* [PATCH net 1/1] xfrm: espintcp: publish ULP context before entry points
[not found] <cover.1778464688.git.zylzyl2333@gmail.com>
@ 2026-05-11 13:40 ` Ren Wei
2026-05-12 10:07 ` Sabrina Dubroca
0 siblings, 1 reply; 2+ messages in thread
From: Ren Wei @ 2026-05-11 13:40 UTC (permalink / raw)
To: netdev
Cc: davem, edumazet, kuba, pabeni, horms, steffen.klassert, herbert,
sd, yuantan098, yifanwucs, tomapufckgml, bird, ronbogo,
zylzyl2333, n05ec
From: Yilin Zhu <zylzyl2333@gmail.com>
espintcp_init_sk() installs sk_prot, sk_socket->ops, and socket callbacks
while setting up the ULP state.

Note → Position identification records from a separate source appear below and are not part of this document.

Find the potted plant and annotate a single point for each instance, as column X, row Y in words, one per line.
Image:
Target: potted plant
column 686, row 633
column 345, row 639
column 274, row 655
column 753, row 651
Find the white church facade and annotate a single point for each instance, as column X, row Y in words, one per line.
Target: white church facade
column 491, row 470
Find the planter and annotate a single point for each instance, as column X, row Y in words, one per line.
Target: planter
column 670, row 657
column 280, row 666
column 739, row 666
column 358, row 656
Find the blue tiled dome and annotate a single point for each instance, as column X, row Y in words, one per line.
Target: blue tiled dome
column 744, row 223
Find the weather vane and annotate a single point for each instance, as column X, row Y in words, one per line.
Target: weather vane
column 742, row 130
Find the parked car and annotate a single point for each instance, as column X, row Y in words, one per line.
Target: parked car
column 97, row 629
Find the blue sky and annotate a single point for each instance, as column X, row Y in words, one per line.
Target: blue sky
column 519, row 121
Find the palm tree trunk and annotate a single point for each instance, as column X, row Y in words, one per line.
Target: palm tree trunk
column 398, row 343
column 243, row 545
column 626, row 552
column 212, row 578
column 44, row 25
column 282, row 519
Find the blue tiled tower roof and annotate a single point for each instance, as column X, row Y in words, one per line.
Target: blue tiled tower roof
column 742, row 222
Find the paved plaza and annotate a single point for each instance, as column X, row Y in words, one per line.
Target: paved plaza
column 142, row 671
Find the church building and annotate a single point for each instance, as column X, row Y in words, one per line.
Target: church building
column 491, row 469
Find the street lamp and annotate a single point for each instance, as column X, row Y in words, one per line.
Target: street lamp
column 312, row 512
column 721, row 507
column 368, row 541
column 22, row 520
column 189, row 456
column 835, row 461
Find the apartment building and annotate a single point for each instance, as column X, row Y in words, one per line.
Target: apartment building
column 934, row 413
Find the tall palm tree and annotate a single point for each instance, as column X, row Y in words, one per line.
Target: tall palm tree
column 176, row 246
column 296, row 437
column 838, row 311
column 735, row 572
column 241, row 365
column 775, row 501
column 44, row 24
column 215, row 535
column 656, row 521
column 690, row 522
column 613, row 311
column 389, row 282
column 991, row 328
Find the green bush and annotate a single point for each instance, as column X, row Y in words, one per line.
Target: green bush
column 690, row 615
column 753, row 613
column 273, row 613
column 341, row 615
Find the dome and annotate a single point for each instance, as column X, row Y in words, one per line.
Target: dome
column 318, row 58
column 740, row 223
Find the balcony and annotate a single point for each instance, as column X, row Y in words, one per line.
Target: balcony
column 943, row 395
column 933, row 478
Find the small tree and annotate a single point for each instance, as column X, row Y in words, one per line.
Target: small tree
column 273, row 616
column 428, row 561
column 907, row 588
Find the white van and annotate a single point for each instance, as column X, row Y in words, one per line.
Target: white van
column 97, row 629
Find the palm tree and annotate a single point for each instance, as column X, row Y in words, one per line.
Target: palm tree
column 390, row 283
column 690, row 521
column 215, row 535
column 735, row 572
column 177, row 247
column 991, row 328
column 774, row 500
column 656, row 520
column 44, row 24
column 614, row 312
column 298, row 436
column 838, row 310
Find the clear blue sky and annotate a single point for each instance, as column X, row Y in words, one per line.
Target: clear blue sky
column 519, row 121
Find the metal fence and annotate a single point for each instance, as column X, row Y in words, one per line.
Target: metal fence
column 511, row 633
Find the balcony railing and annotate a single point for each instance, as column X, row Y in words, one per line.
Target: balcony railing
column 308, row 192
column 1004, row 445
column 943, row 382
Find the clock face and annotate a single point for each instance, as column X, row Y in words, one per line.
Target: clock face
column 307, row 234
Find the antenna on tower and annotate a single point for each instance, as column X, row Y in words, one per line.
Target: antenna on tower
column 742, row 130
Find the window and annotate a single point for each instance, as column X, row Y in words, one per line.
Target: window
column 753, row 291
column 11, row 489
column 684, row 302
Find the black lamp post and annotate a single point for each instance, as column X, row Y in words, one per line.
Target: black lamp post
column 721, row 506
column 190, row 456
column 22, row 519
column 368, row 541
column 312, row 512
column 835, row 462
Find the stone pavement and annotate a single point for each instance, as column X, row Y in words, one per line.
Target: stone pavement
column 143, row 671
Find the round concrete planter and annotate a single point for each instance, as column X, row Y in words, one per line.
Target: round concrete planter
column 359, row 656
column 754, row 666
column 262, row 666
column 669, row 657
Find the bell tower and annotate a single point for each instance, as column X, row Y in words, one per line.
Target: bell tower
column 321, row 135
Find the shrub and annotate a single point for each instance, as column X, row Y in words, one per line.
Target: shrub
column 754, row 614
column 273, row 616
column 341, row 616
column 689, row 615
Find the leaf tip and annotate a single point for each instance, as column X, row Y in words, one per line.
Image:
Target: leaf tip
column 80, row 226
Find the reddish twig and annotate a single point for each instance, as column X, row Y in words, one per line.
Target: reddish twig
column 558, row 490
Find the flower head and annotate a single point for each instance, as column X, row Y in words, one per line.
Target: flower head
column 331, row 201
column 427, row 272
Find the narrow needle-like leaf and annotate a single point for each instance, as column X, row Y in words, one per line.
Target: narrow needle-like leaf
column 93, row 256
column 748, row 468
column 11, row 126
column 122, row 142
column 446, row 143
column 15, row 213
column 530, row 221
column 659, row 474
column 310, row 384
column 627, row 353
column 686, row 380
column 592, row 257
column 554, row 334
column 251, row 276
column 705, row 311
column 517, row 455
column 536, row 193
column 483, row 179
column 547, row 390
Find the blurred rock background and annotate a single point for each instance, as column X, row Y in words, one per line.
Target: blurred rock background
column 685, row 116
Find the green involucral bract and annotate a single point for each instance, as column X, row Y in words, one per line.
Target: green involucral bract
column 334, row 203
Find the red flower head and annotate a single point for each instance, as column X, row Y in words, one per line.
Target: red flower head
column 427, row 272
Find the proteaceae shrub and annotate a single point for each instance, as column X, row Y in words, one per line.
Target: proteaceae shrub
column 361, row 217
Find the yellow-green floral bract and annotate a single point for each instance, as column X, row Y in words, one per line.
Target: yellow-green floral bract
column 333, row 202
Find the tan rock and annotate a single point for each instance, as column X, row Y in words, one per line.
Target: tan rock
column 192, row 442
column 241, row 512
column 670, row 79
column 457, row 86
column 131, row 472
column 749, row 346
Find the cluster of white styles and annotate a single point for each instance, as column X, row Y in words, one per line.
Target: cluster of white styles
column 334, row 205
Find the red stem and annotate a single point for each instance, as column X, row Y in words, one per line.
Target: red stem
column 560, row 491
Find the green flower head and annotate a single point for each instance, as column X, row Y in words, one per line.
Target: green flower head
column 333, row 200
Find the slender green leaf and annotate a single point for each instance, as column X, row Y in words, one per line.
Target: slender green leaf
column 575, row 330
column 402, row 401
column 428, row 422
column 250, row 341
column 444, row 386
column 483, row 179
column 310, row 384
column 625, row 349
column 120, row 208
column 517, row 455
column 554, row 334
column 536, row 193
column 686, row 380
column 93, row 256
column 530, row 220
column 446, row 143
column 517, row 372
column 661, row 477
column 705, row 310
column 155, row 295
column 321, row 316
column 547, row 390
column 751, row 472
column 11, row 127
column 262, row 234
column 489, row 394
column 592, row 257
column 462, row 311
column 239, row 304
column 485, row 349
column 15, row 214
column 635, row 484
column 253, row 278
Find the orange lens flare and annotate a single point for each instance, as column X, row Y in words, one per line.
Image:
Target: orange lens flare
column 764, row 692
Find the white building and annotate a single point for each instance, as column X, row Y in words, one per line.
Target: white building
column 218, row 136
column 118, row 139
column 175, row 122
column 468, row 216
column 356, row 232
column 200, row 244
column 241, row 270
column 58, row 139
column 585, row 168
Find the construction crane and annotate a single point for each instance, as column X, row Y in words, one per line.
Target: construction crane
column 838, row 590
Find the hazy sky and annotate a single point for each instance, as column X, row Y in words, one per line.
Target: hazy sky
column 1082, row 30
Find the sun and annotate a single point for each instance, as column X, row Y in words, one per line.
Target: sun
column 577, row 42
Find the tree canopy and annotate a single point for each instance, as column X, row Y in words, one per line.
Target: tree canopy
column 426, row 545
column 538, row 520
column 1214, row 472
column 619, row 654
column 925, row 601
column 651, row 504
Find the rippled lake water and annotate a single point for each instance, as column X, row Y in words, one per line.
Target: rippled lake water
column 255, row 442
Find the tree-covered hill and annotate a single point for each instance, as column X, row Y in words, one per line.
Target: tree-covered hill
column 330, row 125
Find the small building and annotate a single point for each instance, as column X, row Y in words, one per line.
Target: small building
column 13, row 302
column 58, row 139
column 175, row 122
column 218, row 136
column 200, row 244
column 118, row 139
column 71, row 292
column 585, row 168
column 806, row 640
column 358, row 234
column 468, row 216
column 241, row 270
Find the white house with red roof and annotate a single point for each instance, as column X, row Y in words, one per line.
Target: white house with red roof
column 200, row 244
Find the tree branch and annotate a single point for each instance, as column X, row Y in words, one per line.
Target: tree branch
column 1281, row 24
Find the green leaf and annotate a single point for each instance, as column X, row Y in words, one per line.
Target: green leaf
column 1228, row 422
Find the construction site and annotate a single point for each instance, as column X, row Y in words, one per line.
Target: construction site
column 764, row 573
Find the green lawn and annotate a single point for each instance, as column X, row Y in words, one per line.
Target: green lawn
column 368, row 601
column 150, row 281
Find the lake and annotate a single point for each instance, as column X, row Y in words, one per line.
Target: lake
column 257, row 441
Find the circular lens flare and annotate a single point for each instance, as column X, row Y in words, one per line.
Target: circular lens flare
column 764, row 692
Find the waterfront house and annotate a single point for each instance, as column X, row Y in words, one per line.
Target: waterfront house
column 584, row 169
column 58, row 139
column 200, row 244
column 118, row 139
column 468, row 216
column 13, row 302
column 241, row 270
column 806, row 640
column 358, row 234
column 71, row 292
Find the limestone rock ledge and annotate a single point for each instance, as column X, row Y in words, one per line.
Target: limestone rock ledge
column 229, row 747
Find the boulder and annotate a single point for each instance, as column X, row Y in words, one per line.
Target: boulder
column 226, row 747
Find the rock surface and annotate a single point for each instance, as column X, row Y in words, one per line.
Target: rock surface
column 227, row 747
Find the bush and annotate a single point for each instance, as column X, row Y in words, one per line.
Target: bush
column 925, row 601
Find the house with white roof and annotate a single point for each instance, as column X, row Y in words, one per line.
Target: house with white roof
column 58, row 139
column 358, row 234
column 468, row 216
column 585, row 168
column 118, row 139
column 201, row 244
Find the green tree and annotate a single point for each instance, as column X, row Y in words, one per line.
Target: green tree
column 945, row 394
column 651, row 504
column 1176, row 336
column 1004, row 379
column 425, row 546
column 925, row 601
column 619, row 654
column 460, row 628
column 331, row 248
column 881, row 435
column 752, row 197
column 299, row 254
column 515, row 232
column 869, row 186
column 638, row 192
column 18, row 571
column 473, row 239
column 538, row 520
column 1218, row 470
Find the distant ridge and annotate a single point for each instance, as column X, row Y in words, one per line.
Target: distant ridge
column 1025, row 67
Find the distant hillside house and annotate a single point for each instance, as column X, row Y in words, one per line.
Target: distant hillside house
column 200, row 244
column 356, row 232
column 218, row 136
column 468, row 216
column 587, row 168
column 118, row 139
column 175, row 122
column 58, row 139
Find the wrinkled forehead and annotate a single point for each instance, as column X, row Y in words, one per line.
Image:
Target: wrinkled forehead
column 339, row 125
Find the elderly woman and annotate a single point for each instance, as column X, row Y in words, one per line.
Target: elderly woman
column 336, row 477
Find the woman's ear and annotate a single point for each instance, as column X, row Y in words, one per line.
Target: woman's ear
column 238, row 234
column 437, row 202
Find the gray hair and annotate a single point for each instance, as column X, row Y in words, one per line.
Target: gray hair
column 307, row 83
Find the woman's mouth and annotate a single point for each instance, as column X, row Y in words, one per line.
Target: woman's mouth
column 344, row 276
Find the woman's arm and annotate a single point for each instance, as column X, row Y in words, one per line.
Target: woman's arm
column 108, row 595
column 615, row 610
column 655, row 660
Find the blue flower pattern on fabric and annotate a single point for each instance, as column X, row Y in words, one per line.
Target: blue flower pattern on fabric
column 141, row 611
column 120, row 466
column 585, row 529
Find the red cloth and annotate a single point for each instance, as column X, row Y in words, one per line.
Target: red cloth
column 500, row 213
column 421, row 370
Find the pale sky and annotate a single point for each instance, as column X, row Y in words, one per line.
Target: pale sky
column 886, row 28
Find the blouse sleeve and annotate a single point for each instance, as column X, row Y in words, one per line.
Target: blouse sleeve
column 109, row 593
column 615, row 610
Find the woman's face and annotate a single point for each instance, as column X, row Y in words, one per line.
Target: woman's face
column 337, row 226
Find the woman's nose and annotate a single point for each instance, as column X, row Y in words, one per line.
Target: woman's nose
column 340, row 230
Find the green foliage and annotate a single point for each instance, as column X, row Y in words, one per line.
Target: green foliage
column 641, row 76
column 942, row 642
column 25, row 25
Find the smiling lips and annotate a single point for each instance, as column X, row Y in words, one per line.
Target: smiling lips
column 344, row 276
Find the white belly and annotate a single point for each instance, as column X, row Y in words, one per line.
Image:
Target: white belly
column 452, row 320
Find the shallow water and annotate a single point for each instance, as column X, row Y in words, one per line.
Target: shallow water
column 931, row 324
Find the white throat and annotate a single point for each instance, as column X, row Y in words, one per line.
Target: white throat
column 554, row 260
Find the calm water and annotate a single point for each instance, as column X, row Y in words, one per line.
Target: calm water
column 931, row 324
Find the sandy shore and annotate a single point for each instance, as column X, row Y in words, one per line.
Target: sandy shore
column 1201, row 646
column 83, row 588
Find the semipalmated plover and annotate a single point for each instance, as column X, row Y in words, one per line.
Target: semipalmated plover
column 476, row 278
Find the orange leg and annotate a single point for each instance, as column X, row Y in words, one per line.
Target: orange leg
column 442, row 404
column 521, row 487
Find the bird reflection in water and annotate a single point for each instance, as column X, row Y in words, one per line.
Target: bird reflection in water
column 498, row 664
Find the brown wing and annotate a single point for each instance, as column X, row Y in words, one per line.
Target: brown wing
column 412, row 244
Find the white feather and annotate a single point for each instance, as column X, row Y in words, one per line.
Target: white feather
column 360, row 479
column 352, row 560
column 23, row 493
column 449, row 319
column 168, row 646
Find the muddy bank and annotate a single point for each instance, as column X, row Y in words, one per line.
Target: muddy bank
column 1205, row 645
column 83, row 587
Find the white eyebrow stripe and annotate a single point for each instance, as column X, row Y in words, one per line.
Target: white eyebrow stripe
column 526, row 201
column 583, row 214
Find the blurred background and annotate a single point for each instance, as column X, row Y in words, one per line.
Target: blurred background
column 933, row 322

These entry points can be observed by
receive and write-space paths before the attaching thread finishes.
Previously, espintcp_data_ready() could dereference icsk_ulp_data before
the new context was published, and espintcp_write_space() could schedule
ctx->work before INIT_WORK() initialized it.
Initialize the queues, saved callbacks, and TX work item before storing
the context in icsk_ulp_data. Then publish sk_prot, sk_socket->ops, and
the socket callbacks only after smp_wmb(), paired with an ordered context
load in espintcp_getctx(). Use READ_ONCE()/WRITE_ONCE() for lockless
socket pointer accesses.
Fixes: e27cca96cd68 ("xfrm: add espintcp (RFC 8229)")
Cc: stable@kernel.org
Reported-by: Yuan Tan <yuantan098@gmail.com>
Reported-by: Yifan Wu <yifanwucs@gmail.com>
Reported-by: Juefei Pu <tomapufckgml@gmail.com>
Reported-by: Xin Liu <bird@lzu.edu.cn>
Co-developed-by: Peihan Liu <ronbogo@outlook.com>
Signed-off-by: Peihan Liu <ronbogo@outlook.com>
Signed-off-by: Yilin Zhu <zylzyl2333@gmail.com>
Signed-off-by: Ren Wei <n05ec@lzu.edu.cn>
---
include/net/espintcp.h | 13 +++++++++--
net/xfrm/espintcp.c | 52 +++++++++++++++++++++++++++---------------
2 files changed, 45 insertions(+), 20 deletions(-)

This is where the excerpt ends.